Grim Picture: Life Inside Afghanistan

AP, 25 September 2001
By STEVEN GUTKIN, Associated Press Writer

ISLAMABAD, Pakistan (AP) - The United Nations painted an alarming picture Tuesday of life inside Afghanistan: relief agencies shut down and occupied by the Taliban, thousands of people fleeing their homes in fear and countless others at risk of starvation.

"A humanitarian crisis of stunning proportions is unfolding in Afghanistan,'' said a U.N. statement issued in Geneva and Islamabad, the Pakistani capital.

The world body's alert came as Afghanistan's Taliban rulers found themselves almost completely isolated in the world community with a decision by Saudi Arabia on Tuesday to cut off diplomatic ties. That left Pakistan as the sole country to maintain formal relations with Afghanistan's hard-line leaders.

The prospect of war is exacerbating what was already considered one of the world's worst humanitarian crises, the United Nations said. Afghanistan is a likely target of a U.S.-led military assault because the Taliban harbor Osama bin Laden, the prime suspect in the Sept. 11 terror attacks in the United States.

"I haven't seen Osama. I don't know Osama. Why when things happen in the east, the west or the north of the world, do the problems have to come here and hit straight at the people of Afghanistan?'' asked Farida, a 40-year-old widow and mother of four who was begging Tuesday on the streets of Kabul, the Afghan capital.

"I pray to my God that as soon as America attacks the first cruise missile hits my house and kills me and my family,'' the former teacher said from behind her all-encompassing veil.

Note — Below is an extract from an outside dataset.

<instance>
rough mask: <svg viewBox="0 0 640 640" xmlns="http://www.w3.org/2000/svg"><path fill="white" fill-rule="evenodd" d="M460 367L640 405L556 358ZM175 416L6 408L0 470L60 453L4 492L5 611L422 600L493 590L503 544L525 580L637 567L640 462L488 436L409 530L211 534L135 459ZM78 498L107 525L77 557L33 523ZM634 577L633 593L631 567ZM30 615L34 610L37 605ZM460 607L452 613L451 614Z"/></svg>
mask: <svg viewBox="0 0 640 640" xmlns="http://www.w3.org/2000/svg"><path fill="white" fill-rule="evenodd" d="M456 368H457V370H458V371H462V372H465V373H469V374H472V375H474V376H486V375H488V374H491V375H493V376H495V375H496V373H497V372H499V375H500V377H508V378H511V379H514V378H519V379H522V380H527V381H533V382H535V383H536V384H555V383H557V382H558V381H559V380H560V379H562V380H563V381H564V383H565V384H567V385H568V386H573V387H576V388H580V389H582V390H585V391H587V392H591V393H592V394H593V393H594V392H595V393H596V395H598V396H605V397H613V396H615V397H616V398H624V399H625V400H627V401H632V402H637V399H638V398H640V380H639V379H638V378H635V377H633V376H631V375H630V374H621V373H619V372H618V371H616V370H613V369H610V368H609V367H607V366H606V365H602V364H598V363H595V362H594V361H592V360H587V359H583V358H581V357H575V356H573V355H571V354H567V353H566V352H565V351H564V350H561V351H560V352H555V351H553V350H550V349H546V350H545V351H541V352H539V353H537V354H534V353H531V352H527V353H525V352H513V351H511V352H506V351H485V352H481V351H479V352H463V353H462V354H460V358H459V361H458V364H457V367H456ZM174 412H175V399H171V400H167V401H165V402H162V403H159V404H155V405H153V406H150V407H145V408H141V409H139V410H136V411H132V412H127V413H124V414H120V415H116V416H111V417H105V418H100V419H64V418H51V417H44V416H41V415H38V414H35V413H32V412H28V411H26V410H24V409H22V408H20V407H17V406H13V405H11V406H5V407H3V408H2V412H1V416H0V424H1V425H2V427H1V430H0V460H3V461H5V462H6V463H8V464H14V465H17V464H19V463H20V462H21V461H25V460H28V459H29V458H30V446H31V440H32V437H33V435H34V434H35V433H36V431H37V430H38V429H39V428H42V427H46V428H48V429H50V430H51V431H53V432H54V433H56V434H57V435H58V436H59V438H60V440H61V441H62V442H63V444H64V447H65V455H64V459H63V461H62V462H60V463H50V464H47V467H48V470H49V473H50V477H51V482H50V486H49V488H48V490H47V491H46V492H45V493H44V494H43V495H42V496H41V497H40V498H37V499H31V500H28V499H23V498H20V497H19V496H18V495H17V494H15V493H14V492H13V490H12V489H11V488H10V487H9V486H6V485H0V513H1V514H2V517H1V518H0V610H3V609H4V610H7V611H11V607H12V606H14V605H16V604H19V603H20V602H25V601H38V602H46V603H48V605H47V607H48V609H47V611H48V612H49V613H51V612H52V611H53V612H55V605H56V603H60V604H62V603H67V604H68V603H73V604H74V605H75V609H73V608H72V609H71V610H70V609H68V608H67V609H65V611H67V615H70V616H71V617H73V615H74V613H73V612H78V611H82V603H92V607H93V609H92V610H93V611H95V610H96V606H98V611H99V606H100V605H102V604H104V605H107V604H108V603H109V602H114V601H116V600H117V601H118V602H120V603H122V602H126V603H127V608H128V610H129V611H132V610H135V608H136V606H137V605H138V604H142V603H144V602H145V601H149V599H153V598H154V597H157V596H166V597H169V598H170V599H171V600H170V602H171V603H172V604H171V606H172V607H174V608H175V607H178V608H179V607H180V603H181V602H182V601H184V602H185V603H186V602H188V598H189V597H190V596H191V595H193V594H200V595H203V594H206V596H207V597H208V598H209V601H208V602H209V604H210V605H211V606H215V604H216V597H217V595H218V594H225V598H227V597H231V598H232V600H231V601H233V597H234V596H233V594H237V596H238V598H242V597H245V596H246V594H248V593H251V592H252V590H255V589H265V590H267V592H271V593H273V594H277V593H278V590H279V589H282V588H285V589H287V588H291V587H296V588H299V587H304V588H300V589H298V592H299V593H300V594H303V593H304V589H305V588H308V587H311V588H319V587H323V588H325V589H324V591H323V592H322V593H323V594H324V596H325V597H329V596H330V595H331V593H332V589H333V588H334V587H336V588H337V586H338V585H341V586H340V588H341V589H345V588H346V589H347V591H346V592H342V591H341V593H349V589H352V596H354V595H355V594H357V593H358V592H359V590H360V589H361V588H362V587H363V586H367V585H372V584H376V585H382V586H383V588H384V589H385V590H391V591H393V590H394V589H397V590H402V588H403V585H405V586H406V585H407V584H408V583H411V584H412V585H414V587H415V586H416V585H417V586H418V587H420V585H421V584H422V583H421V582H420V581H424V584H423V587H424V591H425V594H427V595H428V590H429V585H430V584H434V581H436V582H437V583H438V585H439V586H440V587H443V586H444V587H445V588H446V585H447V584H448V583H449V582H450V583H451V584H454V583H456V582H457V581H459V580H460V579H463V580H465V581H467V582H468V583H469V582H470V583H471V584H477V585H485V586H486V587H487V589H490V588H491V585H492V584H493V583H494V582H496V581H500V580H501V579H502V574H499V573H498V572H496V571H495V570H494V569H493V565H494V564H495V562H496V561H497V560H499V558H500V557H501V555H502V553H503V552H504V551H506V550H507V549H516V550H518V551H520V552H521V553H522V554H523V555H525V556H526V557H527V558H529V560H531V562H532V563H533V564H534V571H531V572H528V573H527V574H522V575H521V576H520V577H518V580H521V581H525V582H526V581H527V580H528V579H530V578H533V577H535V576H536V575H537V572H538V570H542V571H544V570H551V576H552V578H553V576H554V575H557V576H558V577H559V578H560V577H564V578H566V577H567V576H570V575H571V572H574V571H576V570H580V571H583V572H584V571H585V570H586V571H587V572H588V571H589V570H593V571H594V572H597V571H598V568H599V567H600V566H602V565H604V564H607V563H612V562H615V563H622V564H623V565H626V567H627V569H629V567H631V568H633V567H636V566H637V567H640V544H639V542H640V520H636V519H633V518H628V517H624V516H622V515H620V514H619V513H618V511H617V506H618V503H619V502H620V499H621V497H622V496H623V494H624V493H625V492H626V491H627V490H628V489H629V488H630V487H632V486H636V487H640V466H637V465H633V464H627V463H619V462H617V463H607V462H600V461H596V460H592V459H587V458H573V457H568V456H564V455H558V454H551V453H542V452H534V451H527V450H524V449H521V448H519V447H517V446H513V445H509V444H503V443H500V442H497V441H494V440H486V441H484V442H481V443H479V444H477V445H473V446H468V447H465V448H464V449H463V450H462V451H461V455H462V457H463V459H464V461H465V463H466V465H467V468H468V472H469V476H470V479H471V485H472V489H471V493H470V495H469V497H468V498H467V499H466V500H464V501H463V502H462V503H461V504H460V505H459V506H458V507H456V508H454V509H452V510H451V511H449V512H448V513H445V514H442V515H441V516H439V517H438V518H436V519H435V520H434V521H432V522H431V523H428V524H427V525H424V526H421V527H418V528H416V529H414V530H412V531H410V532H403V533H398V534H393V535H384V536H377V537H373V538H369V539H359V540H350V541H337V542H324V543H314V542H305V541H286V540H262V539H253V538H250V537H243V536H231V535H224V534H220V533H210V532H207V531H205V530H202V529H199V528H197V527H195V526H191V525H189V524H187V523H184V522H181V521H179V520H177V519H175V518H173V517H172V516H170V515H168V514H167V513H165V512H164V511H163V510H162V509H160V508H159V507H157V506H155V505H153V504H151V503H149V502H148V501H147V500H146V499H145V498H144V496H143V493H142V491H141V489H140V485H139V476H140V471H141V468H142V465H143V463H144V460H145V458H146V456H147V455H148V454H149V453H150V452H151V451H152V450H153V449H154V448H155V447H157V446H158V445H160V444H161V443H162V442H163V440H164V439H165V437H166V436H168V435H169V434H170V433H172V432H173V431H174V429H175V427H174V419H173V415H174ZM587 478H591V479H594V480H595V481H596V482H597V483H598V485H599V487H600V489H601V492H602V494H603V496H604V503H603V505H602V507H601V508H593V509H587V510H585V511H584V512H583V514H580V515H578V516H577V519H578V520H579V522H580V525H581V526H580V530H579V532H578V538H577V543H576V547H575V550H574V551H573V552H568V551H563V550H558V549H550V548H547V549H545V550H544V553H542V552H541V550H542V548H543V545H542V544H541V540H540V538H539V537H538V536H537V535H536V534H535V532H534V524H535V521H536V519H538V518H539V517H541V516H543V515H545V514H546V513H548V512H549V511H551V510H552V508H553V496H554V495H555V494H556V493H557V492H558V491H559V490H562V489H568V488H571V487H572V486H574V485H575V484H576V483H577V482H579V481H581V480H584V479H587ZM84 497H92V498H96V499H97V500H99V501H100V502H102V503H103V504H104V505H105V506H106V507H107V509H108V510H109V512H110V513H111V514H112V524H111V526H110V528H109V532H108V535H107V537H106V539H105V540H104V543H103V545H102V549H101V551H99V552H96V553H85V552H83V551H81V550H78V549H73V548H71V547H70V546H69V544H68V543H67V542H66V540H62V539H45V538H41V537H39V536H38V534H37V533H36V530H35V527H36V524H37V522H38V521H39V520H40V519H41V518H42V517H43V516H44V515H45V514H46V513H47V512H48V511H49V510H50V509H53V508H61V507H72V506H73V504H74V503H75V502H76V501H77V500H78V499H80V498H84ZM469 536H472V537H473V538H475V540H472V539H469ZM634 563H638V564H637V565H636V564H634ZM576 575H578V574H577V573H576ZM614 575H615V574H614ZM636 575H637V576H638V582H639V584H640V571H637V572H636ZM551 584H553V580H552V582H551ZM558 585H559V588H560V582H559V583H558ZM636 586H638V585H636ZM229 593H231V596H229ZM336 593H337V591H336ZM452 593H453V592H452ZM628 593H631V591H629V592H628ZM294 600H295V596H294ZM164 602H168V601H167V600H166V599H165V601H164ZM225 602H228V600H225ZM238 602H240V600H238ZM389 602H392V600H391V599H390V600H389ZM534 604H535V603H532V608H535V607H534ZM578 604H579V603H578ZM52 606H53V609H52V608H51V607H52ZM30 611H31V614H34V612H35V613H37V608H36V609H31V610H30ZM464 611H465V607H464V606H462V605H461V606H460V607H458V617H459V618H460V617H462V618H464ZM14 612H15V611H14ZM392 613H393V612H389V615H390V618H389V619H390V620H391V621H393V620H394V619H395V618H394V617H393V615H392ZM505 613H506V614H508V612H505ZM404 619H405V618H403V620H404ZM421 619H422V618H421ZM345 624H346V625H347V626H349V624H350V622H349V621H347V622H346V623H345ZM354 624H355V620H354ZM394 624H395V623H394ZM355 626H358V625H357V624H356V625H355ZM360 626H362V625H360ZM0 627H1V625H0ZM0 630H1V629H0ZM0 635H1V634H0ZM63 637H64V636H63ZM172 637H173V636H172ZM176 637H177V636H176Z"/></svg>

She recited a long list of woes including hunger and a lack of water and sanitation in her home, a ruined building.

According to relief agencies and reports from Kabul, survival is becoming a daily struggle for people like Farida, who like many Afghans uses only one name. International relief operations that supported millions of people before Sept. 11 have been halted or vastly scaled back.

The foreign staff of the United Nations and virtually all non-governmental organizations have been evacuated. And the Taliban have restricted or stopped the activities of local staffers who remained.

Over the weekend the Taliban shut down and occupied all U.N. offices in Kandahar, the militia's spiritual capital. They also prohibited most U.N. workers from using communication equipment, effectively cutting them off from the outside world, said U.N. spokeswoman Stephanie Bunker.

Since the 1980s, the Central Asian nation of 22 million people has contended with Soviet invasion, civil war, hunger, drought and the rise of the radical Taliban militia.

More than 4 million people have already fled in the past two decades. U.N. refugee officials have been meeting with officials in Pakistan and other countries bordering Afghanistan to set up makeshift camps to receive new refugees.

So far, the numbers of people fleeing are in the thousands, not millions. Some people who fled Kabul immediately after the Sept. 11 attacks have returned, and the capital's streets were filled with people Tuesday. But that could change quickly.

A big concern is the large number of people without food and other necessities who would like to leave but can't afford fuel or transportation, said Peter Kessler, spokesman for the United Nations High Commissioner for Refugees.

"The situation inside Afghanistan is so fragile that many people who may want to move don't have the means to move,'' he said.

The United Nations has been supporting 5 million Afghans inside the country after decades of war and three years of severe drought, said Ross Mountain, the U.N. head of humanitarian coordination in Geneva.

Under the worst conditions, the number of people inside the country desperately needing U.N. aid could increase by 50 percent to 7.5 million, he said.

Many of those already at risk are women and children ``with a fragile grip on survival,'' said a U.N. statement. ``The onset of winter will loosen that grip even further.''

The United Nations' World Food Program announced Tuesday that it is planning trial deliveries of food by truck into the northern part of Afghanistan to see if it can establish a lifeline.

Among the targeted regions for the new food shipments are Faryab and Balkh provinces, where the United Nations estimates 320,000 Afghans will exhaust their food supplies within a week.

Another 1.6 million in other northern provinces have stocks to last only through December.

"We are trying to see what kind of avenues we may be able to explore, be it by air, be it cross-border, be it otherwise, to try to provide support inside the country,'' Mountain said.